Possible solutions include, at a minimum, having the collection agency provide a manifest of lawfully owed DNA samples collected and submitted to the crime laboratory. The lab, in turn, can use this manifest to verify the correct samples are received and moved into the testing process. Alternatively, the optimal solution would be a shared tracking system that can easily identify and compare samples collected to samples received and processed.
“Such a system could also identify duplicate samples or failed samples that need to be re-collected in a much more time-efficient manner,” Melton says.
Recommendation 2: Encourage crime laboratory representation at discussions that involve legislation pertaining to the collection and processing of lawfully owed DNA samples.
Melton says that interviewees stated that having crime laboratory representation and involvement in discussions associated with forthcoming legislation can provide an opportunity to help strategize the collection and tracking processes needed to efficiently process these samples. Such discussions would allow crime labs to proactively address possible workflow modifications, identify solutions to identified challenges and ensure the availability of required capacity.

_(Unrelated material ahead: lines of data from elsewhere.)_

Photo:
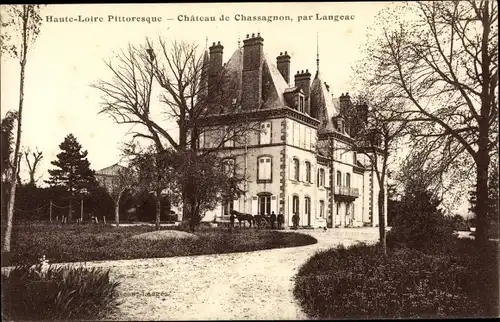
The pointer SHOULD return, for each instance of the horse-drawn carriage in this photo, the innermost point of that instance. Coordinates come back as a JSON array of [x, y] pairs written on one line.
[[257, 221]]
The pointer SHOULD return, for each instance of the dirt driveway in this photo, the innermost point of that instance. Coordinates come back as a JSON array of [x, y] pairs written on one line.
[[254, 285]]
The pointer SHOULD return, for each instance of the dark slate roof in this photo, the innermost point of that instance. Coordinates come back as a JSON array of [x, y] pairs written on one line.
[[323, 106]]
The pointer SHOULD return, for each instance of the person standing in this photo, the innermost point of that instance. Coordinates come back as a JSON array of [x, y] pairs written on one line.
[[272, 218], [231, 220], [281, 220], [295, 220]]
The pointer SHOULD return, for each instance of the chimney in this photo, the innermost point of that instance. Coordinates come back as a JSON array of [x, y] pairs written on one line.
[[215, 58], [303, 81], [345, 103], [283, 63], [253, 58]]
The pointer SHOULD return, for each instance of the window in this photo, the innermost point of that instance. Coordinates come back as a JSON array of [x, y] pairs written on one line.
[[228, 167], [308, 139], [295, 204], [201, 140], [321, 208], [321, 177], [264, 168], [265, 204], [227, 207], [308, 171], [265, 133], [307, 204], [296, 169], [229, 138]]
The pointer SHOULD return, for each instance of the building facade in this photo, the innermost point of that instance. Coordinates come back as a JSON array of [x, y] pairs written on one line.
[[300, 158]]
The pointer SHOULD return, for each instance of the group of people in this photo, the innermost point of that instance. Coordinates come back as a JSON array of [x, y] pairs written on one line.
[[276, 221]]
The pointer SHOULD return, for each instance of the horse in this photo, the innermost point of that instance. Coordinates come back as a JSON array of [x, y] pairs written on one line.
[[243, 217], [261, 221]]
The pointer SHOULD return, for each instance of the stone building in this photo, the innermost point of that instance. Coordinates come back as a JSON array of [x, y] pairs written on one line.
[[302, 157]]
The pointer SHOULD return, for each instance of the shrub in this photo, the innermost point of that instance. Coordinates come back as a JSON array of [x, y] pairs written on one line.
[[57, 293], [421, 225], [360, 283]]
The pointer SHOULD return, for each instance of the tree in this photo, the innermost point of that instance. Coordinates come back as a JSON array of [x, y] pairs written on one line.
[[492, 195], [189, 92], [214, 181], [32, 165], [124, 179], [74, 172], [441, 57], [156, 174], [24, 21], [376, 132], [421, 224]]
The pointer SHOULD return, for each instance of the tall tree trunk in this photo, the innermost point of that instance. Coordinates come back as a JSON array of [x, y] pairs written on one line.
[[482, 158], [117, 212], [158, 209], [13, 178], [482, 198], [381, 220]]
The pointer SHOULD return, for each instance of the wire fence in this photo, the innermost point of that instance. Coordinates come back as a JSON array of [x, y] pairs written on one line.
[[63, 218]]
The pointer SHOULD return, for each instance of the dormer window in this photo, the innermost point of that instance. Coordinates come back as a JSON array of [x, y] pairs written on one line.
[[302, 104]]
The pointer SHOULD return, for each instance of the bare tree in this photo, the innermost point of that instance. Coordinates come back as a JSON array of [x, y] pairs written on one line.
[[377, 131], [189, 96], [32, 165], [156, 174], [24, 22], [123, 180], [443, 61]]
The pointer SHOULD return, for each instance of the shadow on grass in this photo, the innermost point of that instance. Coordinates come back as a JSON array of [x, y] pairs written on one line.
[[75, 243], [358, 283]]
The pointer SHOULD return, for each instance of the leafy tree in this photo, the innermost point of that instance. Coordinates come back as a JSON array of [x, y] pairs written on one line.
[[156, 174], [117, 185], [377, 131], [492, 195], [188, 95], [420, 224], [7, 140], [441, 57], [32, 165], [209, 182], [24, 22], [73, 169]]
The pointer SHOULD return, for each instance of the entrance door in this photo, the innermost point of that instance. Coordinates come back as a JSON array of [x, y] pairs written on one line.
[[308, 210]]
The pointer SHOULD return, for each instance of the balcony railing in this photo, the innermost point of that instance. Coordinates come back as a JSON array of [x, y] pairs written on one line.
[[346, 191]]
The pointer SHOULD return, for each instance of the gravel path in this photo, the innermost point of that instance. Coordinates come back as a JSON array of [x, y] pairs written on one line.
[[242, 286]]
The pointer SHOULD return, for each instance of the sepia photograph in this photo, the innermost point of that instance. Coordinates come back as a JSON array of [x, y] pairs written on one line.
[[250, 161]]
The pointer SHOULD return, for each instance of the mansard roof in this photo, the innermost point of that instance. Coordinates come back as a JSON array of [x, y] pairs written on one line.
[[273, 82], [323, 105]]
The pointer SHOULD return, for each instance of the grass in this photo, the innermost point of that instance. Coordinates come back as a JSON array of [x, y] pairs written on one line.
[[74, 243], [358, 282], [57, 293]]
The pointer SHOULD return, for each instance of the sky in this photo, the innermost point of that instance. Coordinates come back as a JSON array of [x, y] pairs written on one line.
[[68, 57]]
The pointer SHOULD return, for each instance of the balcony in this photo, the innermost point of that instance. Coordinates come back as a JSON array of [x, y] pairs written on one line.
[[346, 192]]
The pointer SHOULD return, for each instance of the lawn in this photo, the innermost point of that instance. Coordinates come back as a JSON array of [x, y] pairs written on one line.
[[74, 243], [358, 283]]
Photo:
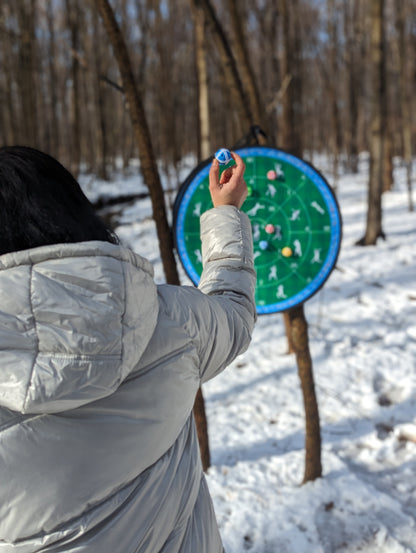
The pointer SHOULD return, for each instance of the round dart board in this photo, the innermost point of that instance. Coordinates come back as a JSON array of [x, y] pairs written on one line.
[[295, 220]]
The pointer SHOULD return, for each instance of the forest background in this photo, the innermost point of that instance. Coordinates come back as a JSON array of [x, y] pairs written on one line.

“When crime labs were proactively included, interviewees said their agencies’ ability to respond to the legislation became a smoother, more efficient process,” she says.
Recommendation 3: Appoint a crime laboratory liaison who will be the primary point of contact for collection agencies.
Interviewees believed that creating a position and having a dedicated person to address questions from collection agencies resulted in clear and consistent communication, streamlining issues with submission, duplicate samples and failed samples. Having this position also provided an opportunity to ensure the collection agency received effective training and implemented its procedures. Also, some interviewees observed increased efficiency, resulting in overall cost savings and improved processing productivity, and they highly recommend that crime laboratory administrators create such a position.
“This forthcoming landscape report also discusses differences in the overall legislation and collection procedures pertaining to lawfully owed DNA samples and highlights the need for a new cultural perspective that recognizes their importance,” Melton says. “Collecting a convicted offender sample early in the process as opposed to prior to the individual’s departing the system more effectively identifies serial perpetrators and avoids the potential pitfalls from failing to collect and process the sample.”
The report will be posted on the FTCoE website when available, and its availability will be promoted through social media.